This repository is the implementation of the paper Training-free Heterogeneous Model Merging.
Model merging has attracted significant attention as a powerful paradigm for model reuse, facilitating the integration of task-specific models into a singular, versatile framework endowed with multifarious capabilities. Previous studies, predominantly utilizing methods such as Weight Average (WA), have shown that model merging can effectively leverage pretrained models without the need for laborious retraining. However, the inherent heterogeneity among models poses a substantial constraint on its applicability, particularly when confronted with discrepancies in model architectures. To overcome this challenge, we propose an innovative model merging framework designed for heterogeneous models, encompassing both depth and width heterogeneity.

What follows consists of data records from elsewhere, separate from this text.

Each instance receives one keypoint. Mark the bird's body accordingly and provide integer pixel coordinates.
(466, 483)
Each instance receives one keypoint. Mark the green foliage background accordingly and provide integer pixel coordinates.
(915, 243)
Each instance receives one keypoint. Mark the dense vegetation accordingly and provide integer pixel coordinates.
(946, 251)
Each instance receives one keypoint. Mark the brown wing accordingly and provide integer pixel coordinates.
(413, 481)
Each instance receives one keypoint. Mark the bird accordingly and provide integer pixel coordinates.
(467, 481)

To address depth heterogeneity, we introduce a layer alignment strategy that harmonizes model layers by segmenting deeper models, treating consecutive layers with similar representations as a cohesive segment, thus enabling the seamless merging of models with differing layer depths. For width heterogeneity, we propose a novel elastic neuron zipping algorithm that projects the weights from models of varying widths onto a common dimensional space, eliminating the need for identical widths. Extensive experiments validate the efficacy of these proposed methods, demonstrating that the merging of structurally heterogeneous models can achieve performance levels comparable to those of homogeneous merging, across both vision and NLP tasks.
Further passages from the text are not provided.